Es sind Vertragsunterlagen bei unentgeltlichen Zuwendungen in Kopie vorzulegen, also insbesondere Verträge von möglichen Schenkungen, gemischten Schenkungen, von ausgleichungspflichtigen Zuwendungen nach §§ 2316, 2050 BGB sowie von unbenannten Zuwendungen unter Ehegatten.
Die Beklagte wird verurteilt, zur Wertermittlung zum Todestag, und zwar dem 00.00.0000, und zum Schenkungsvollzug, dem 00.00.0000, hinsichtlich der hälftigen Immobilie L.-straße in X., Grundbuch G01, dem Kläger erforderliche Unterlagen und Informationen, auch zu sämtlichen wertbildenden Faktoren, in Kopie vorzulegen, insbesondere außer einem aktuellen Grundbuchauszug Flurkarte, Grundriss/Schnittzeichnungen, Berechnungen (Wohn-/Nutzflächen, umbauter Raum oder Rauminhalt oder Brutto-Grundfläche), Baubeschreibung, Energieausweis, bei einer ETW die Teilungserklärung bzw.
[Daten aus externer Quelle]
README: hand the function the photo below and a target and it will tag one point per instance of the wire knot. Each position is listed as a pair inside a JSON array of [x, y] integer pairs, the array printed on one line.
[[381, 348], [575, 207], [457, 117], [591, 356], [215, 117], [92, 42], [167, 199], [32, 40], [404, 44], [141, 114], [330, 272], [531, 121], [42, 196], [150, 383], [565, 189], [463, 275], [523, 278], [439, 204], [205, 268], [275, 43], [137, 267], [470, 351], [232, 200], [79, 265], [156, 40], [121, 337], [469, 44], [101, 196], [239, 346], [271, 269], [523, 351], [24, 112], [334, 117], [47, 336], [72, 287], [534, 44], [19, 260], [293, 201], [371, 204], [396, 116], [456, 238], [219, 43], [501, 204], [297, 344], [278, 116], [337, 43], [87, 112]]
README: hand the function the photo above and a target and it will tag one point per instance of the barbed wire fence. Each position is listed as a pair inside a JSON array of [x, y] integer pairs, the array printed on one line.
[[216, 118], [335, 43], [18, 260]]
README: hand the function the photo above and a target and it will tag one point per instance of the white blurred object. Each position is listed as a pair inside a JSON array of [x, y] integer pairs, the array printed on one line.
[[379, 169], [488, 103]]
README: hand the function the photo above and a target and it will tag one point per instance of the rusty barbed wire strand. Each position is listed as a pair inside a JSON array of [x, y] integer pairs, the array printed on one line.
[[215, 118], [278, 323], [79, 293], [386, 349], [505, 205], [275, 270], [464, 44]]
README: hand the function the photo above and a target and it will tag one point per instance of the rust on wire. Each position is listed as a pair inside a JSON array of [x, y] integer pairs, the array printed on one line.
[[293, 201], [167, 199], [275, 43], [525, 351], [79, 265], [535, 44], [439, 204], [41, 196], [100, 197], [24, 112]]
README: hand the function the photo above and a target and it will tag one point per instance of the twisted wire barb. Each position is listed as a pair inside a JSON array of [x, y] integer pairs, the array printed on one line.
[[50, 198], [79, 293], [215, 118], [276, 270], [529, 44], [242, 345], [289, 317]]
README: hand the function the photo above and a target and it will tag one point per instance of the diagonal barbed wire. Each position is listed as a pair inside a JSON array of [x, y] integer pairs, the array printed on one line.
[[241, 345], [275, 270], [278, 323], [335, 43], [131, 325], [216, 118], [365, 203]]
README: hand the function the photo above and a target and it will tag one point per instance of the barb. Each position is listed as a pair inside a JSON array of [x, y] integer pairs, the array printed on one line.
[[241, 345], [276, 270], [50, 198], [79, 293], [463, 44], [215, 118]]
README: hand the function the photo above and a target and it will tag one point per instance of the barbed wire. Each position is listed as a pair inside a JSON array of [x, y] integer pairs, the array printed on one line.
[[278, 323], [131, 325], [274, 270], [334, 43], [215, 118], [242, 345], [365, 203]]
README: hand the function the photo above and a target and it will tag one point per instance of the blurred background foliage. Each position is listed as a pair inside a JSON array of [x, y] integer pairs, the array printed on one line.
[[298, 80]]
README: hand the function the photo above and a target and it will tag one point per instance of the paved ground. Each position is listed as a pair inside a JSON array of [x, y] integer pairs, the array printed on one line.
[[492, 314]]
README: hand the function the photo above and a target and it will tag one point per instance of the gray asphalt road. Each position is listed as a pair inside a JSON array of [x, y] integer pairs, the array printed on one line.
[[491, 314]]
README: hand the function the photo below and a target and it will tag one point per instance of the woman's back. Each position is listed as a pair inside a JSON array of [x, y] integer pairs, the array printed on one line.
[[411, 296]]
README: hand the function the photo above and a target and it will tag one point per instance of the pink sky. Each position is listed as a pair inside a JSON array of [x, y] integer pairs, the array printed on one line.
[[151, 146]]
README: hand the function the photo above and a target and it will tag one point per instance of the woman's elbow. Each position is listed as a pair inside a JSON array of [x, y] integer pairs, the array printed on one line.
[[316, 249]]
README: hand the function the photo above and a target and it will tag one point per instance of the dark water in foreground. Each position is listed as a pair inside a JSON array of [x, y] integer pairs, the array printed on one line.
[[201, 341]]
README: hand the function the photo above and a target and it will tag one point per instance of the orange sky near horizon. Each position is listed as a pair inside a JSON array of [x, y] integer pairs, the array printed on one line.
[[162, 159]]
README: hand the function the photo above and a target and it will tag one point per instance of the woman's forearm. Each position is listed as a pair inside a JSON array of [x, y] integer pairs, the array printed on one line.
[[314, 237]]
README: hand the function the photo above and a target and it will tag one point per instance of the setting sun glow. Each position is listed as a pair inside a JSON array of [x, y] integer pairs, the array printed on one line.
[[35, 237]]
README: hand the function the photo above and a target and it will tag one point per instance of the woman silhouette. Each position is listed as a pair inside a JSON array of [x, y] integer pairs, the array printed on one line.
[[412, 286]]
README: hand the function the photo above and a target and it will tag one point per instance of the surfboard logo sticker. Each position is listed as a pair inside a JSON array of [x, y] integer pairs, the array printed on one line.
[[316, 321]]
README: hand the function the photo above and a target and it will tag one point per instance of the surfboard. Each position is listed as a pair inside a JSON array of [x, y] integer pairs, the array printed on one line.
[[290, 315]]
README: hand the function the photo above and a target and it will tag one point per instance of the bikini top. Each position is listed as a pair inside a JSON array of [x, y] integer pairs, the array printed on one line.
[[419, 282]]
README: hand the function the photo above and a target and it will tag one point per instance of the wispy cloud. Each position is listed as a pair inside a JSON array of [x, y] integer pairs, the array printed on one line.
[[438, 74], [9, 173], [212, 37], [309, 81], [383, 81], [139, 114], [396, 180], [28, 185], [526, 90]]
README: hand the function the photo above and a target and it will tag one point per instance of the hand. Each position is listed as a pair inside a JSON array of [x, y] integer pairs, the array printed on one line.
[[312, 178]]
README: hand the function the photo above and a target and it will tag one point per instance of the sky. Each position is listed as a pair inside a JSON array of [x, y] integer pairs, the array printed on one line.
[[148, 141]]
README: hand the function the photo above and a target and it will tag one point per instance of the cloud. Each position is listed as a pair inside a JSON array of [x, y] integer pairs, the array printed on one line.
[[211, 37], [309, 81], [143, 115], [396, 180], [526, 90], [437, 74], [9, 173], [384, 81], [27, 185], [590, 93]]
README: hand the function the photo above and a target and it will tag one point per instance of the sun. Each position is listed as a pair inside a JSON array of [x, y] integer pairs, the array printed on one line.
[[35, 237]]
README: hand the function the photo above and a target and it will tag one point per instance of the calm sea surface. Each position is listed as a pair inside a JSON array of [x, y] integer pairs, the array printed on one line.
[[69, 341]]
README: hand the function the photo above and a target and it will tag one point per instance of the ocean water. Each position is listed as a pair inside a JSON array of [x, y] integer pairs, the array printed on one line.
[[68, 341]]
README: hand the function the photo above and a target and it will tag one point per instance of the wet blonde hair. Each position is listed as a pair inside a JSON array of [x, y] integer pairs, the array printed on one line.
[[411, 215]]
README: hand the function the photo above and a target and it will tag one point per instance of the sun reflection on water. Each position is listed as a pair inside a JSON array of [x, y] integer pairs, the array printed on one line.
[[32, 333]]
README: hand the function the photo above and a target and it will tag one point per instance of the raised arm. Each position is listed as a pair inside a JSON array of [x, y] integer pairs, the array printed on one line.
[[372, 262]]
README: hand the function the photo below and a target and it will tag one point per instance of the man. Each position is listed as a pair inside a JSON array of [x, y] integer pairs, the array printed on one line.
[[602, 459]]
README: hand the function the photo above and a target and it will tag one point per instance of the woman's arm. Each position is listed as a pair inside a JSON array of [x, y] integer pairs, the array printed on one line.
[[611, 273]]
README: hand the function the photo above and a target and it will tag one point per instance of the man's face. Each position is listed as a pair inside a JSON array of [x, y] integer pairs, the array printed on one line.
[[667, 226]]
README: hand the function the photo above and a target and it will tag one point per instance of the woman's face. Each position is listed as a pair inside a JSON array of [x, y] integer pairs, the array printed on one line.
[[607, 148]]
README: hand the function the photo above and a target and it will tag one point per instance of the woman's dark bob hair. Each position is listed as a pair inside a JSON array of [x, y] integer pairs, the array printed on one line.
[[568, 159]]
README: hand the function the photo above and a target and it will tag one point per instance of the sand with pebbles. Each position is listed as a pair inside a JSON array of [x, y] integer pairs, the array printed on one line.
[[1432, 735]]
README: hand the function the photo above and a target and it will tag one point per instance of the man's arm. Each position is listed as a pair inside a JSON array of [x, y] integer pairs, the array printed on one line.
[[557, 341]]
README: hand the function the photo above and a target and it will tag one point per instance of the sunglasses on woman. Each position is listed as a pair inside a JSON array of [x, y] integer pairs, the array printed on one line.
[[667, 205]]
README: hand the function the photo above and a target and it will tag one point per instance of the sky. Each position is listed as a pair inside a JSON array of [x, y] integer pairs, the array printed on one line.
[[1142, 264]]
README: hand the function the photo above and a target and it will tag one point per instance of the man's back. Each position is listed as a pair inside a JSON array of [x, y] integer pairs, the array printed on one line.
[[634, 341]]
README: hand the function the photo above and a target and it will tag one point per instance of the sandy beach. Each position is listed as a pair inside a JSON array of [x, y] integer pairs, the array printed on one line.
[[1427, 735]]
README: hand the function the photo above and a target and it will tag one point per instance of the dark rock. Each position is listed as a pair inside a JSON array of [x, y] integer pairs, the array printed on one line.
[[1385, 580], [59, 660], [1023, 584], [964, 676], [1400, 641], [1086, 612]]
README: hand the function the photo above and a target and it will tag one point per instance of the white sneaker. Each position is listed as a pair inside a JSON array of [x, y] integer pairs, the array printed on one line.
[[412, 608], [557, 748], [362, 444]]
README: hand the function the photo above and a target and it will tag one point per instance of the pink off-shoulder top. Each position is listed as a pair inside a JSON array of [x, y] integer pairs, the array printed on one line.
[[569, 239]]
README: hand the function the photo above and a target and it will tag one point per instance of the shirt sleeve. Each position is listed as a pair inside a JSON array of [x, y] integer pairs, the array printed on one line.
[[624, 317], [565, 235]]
Rückstellungen und bei einer Vermietung Mietverträge, sowie auf Kosten des Nachlasses ein Verkehrswertgutachten von einem unparteiischen, qualifizierten Sachverständigen einzuholen und dem Kläger vorzulegen.
Die Kostenentscheidung bleibt dem Schlussurteil vorbehalten.
Das Urteil ist gegen Sicherheitsleistung von 8.000 Euro vorläufig vollstreckbar.